Sebagai makhluk sosial yang hidup dalam lingkungan masyarakat pastinya kita juga mengenal berbagi sifat ataupun karakteristik orang. Namun, sebagai bagian di dalam masyarakat tentunya juga mengalami hambatan dalam melaksanakan sosialisasi dengan orang baru.
Sexual Harassment atau biasa disebut dengan pelecehan seksual adalah salah satu perilaku yang tidak diinginkan oleh keseluruhan orang, pelecehan sendiri dapat terjadi baik secara verbal dan non verbal yang menimbulkan korban merasa tidak nyaman, tersinggung, malu, terhina, terintimidasi, terancam hingga dirugikan.
Sexual Harassment tidak hanya terjadi di lingkungan masyarakat bahkan juga terjadi di dunia pendidikan dan tempat umum lainnya yang menyasar targetnya tidak hanya pada perempuan dewasa tetapi juga anak-anak.

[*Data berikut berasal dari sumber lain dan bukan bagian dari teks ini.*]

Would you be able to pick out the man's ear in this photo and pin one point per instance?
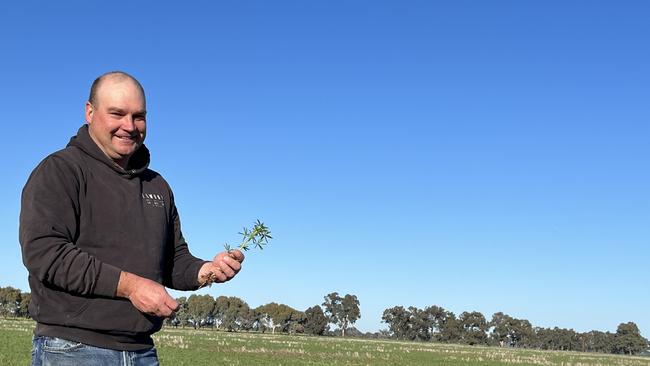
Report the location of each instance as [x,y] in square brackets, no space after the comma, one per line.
[89,112]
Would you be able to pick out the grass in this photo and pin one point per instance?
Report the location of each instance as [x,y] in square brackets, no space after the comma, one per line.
[206,347]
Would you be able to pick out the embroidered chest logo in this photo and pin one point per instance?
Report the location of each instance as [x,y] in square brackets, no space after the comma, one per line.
[153,199]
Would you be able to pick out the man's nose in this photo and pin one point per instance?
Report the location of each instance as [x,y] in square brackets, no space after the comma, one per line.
[128,123]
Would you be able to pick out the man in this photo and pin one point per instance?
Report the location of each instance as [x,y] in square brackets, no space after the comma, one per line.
[101,239]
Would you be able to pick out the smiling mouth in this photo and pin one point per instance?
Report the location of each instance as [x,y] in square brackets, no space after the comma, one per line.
[126,138]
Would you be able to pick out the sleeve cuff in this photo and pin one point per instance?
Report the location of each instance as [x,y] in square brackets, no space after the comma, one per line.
[192,274]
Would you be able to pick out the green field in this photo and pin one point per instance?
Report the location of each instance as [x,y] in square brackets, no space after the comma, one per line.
[205,347]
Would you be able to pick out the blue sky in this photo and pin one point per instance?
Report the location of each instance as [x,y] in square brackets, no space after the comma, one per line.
[488,156]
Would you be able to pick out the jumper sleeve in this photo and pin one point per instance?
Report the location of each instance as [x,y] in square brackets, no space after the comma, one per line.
[184,267]
[49,225]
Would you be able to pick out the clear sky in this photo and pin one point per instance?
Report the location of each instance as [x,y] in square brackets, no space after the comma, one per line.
[480,156]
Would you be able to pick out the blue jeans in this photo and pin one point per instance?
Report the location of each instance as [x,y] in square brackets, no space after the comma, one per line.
[50,351]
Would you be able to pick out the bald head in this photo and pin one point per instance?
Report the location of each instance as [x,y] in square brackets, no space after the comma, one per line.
[114,76]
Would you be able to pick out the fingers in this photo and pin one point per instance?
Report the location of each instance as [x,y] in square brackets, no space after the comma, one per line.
[228,265]
[172,304]
[236,255]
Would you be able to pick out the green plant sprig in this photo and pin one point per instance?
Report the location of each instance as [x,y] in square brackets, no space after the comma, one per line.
[257,237]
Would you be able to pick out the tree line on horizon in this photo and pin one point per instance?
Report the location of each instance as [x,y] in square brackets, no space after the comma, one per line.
[431,324]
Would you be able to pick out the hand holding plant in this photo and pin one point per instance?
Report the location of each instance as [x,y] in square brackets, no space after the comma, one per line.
[258,237]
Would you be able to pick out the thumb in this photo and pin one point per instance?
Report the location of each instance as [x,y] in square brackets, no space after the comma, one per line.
[171,303]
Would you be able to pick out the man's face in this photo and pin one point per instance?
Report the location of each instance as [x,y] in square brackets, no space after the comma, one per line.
[117,121]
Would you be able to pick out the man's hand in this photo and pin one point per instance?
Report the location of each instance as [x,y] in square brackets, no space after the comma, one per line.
[146,295]
[224,267]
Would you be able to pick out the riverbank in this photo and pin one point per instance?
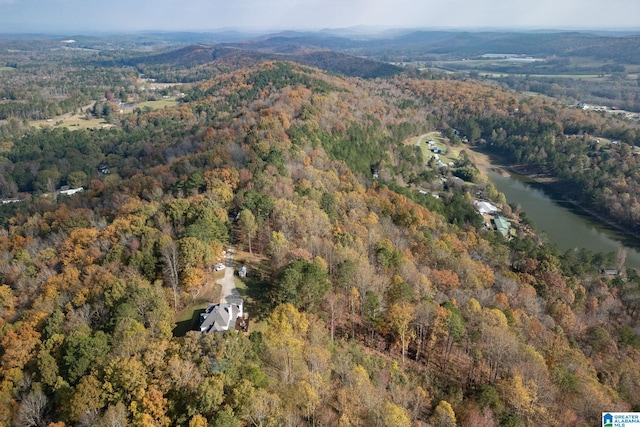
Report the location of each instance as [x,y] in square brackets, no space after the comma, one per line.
[486,163]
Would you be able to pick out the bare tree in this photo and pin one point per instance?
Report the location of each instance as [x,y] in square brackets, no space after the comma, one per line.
[171,258]
[32,410]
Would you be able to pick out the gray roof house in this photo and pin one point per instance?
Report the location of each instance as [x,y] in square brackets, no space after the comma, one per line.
[221,317]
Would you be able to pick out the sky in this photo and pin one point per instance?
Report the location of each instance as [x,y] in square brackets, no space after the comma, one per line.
[87,16]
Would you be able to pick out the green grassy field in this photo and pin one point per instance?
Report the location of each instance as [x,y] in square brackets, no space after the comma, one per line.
[161,103]
[73,122]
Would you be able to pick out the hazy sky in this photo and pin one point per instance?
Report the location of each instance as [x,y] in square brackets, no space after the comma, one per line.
[72,16]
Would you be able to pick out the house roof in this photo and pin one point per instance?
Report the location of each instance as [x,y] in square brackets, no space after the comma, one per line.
[220,317]
[502,224]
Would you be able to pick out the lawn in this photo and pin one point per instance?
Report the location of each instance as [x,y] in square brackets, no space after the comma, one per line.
[188,318]
[448,154]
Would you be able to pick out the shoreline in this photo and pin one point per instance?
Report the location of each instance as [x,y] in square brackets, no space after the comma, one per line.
[484,163]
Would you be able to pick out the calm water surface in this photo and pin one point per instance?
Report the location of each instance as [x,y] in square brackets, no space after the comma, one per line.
[561,223]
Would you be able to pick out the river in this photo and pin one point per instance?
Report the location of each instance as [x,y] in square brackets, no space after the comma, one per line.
[561,222]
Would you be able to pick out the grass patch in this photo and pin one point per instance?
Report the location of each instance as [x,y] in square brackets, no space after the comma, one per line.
[188,318]
[159,104]
[448,153]
[73,123]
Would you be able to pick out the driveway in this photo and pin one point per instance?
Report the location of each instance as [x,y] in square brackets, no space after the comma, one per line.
[228,282]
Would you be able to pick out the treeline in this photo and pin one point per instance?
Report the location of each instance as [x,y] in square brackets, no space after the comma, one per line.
[380,308]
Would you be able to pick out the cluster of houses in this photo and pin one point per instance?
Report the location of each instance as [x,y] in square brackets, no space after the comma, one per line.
[227,315]
[492,218]
[224,316]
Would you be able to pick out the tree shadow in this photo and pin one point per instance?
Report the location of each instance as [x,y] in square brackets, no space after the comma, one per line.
[256,297]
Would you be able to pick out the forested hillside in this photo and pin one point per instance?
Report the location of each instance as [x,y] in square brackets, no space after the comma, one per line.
[373,303]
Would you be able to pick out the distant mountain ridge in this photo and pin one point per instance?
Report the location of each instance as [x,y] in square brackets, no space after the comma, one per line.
[194,55]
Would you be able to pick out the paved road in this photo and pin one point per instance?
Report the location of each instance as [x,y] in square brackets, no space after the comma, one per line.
[228,282]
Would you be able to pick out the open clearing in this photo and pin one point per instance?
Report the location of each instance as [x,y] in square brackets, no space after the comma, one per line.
[172,101]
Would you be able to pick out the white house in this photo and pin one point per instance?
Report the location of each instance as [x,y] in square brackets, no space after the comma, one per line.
[221,317]
[485,208]
[71,191]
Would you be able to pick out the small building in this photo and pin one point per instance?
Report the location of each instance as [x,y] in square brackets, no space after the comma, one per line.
[221,317]
[71,191]
[485,208]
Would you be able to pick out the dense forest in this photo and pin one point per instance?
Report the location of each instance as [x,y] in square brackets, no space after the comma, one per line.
[373,303]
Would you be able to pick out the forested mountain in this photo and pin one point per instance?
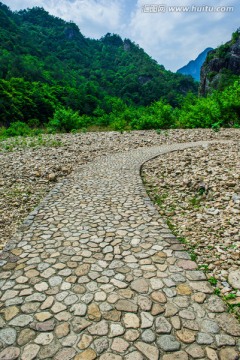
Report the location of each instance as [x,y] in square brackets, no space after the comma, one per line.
[222,66]
[193,68]
[47,61]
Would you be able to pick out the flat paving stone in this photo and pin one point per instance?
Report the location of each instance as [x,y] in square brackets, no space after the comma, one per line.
[97,274]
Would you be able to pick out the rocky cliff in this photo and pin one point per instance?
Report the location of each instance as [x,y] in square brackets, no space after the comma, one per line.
[222,66]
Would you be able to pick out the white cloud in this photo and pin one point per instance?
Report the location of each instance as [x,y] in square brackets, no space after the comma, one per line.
[172,38]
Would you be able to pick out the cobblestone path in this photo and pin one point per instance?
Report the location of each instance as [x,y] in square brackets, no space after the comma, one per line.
[95,273]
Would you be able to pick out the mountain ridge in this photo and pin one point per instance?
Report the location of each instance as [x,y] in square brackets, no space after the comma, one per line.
[193,67]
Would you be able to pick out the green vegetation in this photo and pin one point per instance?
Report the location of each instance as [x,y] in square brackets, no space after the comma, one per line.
[53,79]
[212,280]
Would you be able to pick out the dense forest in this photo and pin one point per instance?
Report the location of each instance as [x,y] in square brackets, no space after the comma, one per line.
[54,79]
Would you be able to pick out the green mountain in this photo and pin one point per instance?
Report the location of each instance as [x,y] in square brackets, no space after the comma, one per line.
[222,66]
[46,62]
[193,68]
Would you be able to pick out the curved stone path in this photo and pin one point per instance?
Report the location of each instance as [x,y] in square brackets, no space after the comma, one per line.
[95,273]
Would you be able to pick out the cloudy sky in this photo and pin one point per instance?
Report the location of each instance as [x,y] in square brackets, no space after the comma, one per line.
[170,36]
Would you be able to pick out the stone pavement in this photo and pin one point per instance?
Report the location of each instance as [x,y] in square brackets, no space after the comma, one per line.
[95,273]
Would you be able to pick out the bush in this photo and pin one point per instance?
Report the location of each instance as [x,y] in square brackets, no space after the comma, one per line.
[65,120]
[18,129]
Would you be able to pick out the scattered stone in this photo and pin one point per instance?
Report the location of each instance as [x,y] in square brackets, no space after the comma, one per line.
[234,279]
[126,305]
[88,354]
[8,336]
[21,320]
[94,312]
[101,344]
[99,329]
[195,351]
[149,351]
[168,343]
[163,326]
[229,324]
[25,336]
[228,354]
[10,353]
[131,321]
[30,351]
[148,336]
[140,285]
[179,355]
[185,335]
[119,345]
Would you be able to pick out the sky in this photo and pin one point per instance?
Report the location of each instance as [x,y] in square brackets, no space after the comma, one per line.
[173,33]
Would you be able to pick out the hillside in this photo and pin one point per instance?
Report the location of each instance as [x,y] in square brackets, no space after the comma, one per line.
[59,65]
[193,68]
[222,66]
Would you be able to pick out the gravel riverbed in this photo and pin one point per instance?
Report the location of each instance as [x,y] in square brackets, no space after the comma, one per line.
[197,191]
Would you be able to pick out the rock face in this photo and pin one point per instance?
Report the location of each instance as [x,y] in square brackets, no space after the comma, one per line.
[221,65]
[193,68]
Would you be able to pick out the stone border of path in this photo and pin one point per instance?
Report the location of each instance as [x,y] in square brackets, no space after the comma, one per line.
[112,282]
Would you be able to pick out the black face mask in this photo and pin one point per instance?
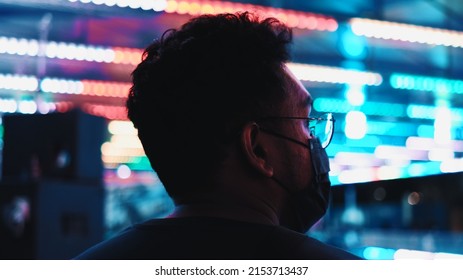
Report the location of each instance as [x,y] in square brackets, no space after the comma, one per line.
[309,205]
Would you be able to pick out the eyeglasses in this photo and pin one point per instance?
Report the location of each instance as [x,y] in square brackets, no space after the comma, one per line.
[321,127]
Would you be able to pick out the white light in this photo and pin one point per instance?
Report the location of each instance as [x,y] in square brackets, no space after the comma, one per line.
[356,125]
[406,32]
[122,127]
[355,94]
[440,154]
[388,172]
[327,74]
[27,107]
[123,171]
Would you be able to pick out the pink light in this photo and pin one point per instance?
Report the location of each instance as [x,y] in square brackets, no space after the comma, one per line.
[294,19]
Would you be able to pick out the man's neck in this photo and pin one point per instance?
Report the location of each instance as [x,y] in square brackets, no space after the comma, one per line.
[227,209]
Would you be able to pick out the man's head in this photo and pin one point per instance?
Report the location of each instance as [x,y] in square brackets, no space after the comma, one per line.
[197,86]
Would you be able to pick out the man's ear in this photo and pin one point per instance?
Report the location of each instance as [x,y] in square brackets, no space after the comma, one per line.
[255,150]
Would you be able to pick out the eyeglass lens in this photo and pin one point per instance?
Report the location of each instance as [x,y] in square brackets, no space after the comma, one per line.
[322,128]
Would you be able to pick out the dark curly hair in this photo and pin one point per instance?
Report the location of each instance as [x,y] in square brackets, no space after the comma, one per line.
[198,85]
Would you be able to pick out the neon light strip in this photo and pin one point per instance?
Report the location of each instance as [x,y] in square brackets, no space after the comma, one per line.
[85,87]
[305,72]
[427,144]
[18,82]
[336,105]
[60,50]
[424,83]
[294,19]
[406,32]
[326,74]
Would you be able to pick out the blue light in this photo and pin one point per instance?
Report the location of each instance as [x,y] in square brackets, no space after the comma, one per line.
[355,94]
[351,45]
[378,253]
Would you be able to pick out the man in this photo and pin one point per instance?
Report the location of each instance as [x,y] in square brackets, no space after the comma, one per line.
[224,124]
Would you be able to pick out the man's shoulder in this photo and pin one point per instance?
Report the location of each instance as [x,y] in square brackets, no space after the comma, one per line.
[211,238]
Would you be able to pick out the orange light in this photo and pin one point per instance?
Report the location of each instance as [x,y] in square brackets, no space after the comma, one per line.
[294,19]
[106,111]
[107,89]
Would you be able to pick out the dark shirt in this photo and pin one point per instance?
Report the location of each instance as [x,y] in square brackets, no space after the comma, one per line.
[211,239]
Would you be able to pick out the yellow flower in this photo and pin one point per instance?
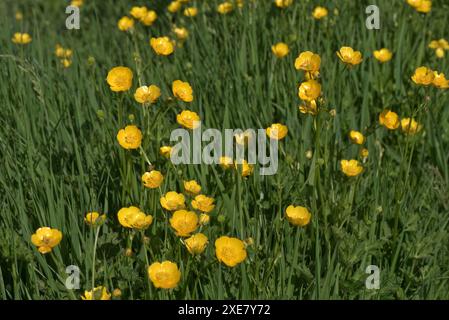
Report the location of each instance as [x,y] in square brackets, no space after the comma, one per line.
[298,216]
[130,137]
[174,6]
[162,46]
[319,13]
[181,33]
[165,151]
[283,3]
[389,119]
[226,162]
[425,6]
[138,12]
[184,222]
[308,61]
[120,79]
[280,49]
[192,187]
[188,119]
[383,55]
[439,46]
[94,219]
[277,131]
[247,169]
[351,168]
[152,179]
[204,219]
[349,56]
[46,239]
[190,12]
[98,293]
[309,107]
[196,243]
[165,275]
[146,94]
[125,23]
[173,201]
[182,90]
[356,137]
[309,90]
[364,153]
[410,126]
[149,18]
[203,203]
[230,251]
[133,218]
[423,76]
[440,81]
[21,38]
[225,7]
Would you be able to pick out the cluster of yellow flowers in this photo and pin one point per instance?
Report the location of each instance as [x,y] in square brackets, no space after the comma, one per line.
[422,6]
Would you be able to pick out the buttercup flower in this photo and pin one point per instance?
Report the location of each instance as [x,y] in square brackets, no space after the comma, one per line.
[149,18]
[356,137]
[309,90]
[439,46]
[125,23]
[45,239]
[280,49]
[247,169]
[351,168]
[319,13]
[120,79]
[226,162]
[165,275]
[298,216]
[162,46]
[181,33]
[440,81]
[182,90]
[190,12]
[133,218]
[94,219]
[192,187]
[188,119]
[203,203]
[130,137]
[350,57]
[21,38]
[146,94]
[277,131]
[204,219]
[383,55]
[98,293]
[283,3]
[196,243]
[225,7]
[165,151]
[423,76]
[389,119]
[138,12]
[308,61]
[230,251]
[174,6]
[309,107]
[410,126]
[173,201]
[184,222]
[152,179]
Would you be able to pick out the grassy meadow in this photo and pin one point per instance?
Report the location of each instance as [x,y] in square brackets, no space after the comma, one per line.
[60,157]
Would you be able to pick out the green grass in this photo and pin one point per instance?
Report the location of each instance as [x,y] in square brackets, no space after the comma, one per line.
[60,159]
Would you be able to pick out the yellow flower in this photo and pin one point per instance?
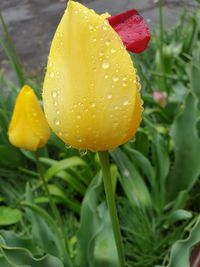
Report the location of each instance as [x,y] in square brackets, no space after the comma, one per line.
[90,93]
[28,127]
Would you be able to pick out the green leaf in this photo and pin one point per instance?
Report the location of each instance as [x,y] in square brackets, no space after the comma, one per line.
[143,164]
[65,176]
[131,180]
[180,253]
[45,231]
[11,239]
[187,146]
[105,253]
[6,159]
[178,215]
[89,222]
[160,157]
[9,216]
[58,192]
[17,257]
[96,246]
[63,165]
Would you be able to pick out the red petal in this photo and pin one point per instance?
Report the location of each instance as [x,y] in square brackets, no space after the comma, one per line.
[132,29]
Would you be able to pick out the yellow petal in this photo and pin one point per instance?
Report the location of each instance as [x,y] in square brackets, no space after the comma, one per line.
[90,86]
[28,127]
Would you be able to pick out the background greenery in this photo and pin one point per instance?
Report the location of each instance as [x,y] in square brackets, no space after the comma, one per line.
[155,176]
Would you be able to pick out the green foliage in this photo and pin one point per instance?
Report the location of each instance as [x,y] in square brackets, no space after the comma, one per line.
[155,177]
[96,246]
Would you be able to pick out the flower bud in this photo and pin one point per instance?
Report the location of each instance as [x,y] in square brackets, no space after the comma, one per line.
[91,91]
[28,128]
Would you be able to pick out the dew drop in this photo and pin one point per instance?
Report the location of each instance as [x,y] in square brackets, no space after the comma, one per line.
[109,96]
[91,27]
[57,122]
[52,75]
[107,43]
[132,140]
[68,146]
[105,64]
[82,152]
[126,103]
[78,117]
[54,94]
[115,79]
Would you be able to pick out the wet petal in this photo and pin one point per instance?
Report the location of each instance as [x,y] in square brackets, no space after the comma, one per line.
[132,29]
[89,90]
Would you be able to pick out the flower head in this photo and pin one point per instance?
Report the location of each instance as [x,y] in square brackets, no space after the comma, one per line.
[28,127]
[91,91]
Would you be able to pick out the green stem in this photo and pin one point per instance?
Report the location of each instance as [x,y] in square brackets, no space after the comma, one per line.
[104,159]
[51,201]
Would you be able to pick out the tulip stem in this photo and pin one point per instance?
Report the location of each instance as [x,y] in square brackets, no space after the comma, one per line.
[51,201]
[104,159]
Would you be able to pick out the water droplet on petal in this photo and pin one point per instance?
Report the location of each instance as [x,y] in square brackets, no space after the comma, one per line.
[109,96]
[105,64]
[68,146]
[115,79]
[107,43]
[82,152]
[57,122]
[54,94]
[126,102]
[132,140]
[52,75]
[91,27]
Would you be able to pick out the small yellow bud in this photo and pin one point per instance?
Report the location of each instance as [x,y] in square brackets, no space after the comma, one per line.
[28,128]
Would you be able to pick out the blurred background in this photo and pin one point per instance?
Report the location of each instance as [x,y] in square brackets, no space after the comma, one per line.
[32,23]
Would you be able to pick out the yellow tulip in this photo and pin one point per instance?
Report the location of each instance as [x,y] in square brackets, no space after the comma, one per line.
[91,91]
[28,127]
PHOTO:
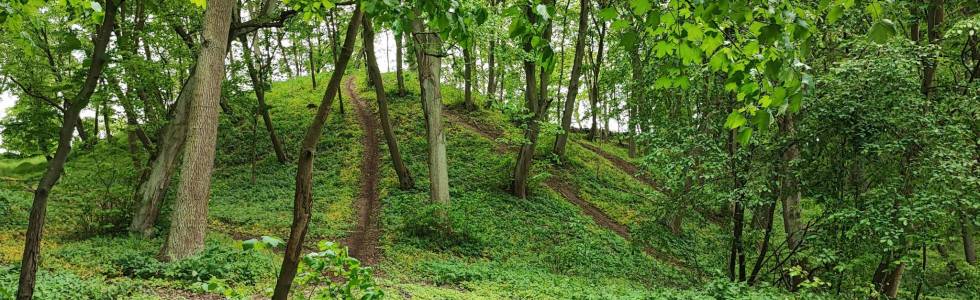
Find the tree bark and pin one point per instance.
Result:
(189, 217)
(934, 19)
(468, 65)
(566, 117)
(594, 92)
(152, 191)
(258, 85)
(427, 49)
(303, 197)
(405, 180)
(398, 64)
(35, 225)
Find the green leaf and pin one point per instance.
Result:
(608, 13)
(735, 120)
(542, 11)
(640, 7)
(694, 32)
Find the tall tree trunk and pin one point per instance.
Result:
(107, 119)
(152, 191)
(594, 92)
(258, 85)
(335, 39)
(404, 176)
(790, 187)
(491, 77)
(536, 103)
(566, 117)
(312, 61)
(934, 19)
(966, 232)
(399, 75)
(429, 64)
(189, 218)
(303, 197)
(468, 65)
(35, 224)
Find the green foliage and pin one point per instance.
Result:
(341, 276)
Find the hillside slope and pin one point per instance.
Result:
(494, 246)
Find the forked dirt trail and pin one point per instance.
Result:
(570, 193)
(363, 242)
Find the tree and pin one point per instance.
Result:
(303, 197)
(540, 58)
(405, 180)
(35, 225)
(190, 213)
(570, 99)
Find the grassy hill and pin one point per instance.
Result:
(493, 246)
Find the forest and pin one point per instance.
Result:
(489, 149)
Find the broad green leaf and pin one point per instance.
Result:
(735, 120)
(882, 31)
(640, 7)
(608, 13)
(744, 135)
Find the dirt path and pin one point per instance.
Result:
(363, 242)
(623, 165)
(570, 193)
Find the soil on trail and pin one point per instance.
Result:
(570, 193)
(363, 242)
(623, 165)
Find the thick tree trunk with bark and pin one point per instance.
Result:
(404, 176)
(566, 117)
(428, 48)
(35, 225)
(303, 197)
(189, 218)
(151, 192)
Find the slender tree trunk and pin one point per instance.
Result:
(404, 176)
(594, 92)
(934, 19)
(336, 52)
(303, 200)
(491, 77)
(189, 218)
(258, 85)
(398, 64)
(107, 119)
(312, 61)
(790, 191)
(468, 65)
(536, 103)
(427, 47)
(566, 117)
(35, 225)
(966, 232)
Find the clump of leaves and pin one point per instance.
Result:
(333, 274)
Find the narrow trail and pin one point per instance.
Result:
(623, 165)
(632, 170)
(363, 242)
(570, 193)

Sexual Harassment sendiri dapat terjadi tanpa memandang gender yang artinya bisa dilakukan oleh siapa saja dan ditujukan untuk siapa saja. Berdasarkan survei yang dilakukan oleh L’Oréal Paris bekerja sama dengan Komisi Nasional Anti Kekerasan Terhadap Perempuan dan Hollaback di Jakarta mengatakan 82% Sexual Harassment dialami oleh perempuan.
Dari sekian banyak bentuk Sexual Harassment ada satu pelecehan yang sering terjadi di sekitar saya, yaitu Catcalling. Catcalling adalah perilaku pelecehan seksual verbal yang dilakukan oleh seseorang untuk menarik perhatian korban dengan cara seperti melakukan siulan, main mata, memberikan komentar ataupun ucapan yang bernuansa seksual, mempertunjukkan materi-materi pornografi serta keinginan seksual, colekan atau sentuhan pada bagian tubuh, dan gerakan atau isyarat yang bersifat seksual.
American Seal melakukan survei dengan hasil sebanyak 71% perempuan pernah mengalami catcalling dan 53% di antaranya mendapatkan pelecehan secara fisik. Perlakuan tersebut tentunya dapat membuat korban merasakan trauma tersendiri dan korban juga pasti merasa tidak memiliki ruang bebas gerak untuk mengeksplor kehidupan di luar rumah.
Catcalling sering terjadi karena beberapa faktor seperti budaya patriarki di mana laki-laki yang selalu menganggap dirinya hebat ketika merasa berhasil menjahili korban hingga korban merasa tidak nyaman. Hal tersebut paling sering terjadi jika pelaku mendapat dukungan teman-teman sekelompoknya untuk menggoda dan merasa menguasai suatu tempat tersebut. Seperti contohnya, ketika seorang gadis sedang berjalan untuk membeli makanan ringan di warung dan warung tersebut dijadikan juga sebagai tempat nongkrong oleh laki-laki yang sedang berkerumun, di sana pasti gadis itu akan digoda oleh kerumunan laki-laki tersebut.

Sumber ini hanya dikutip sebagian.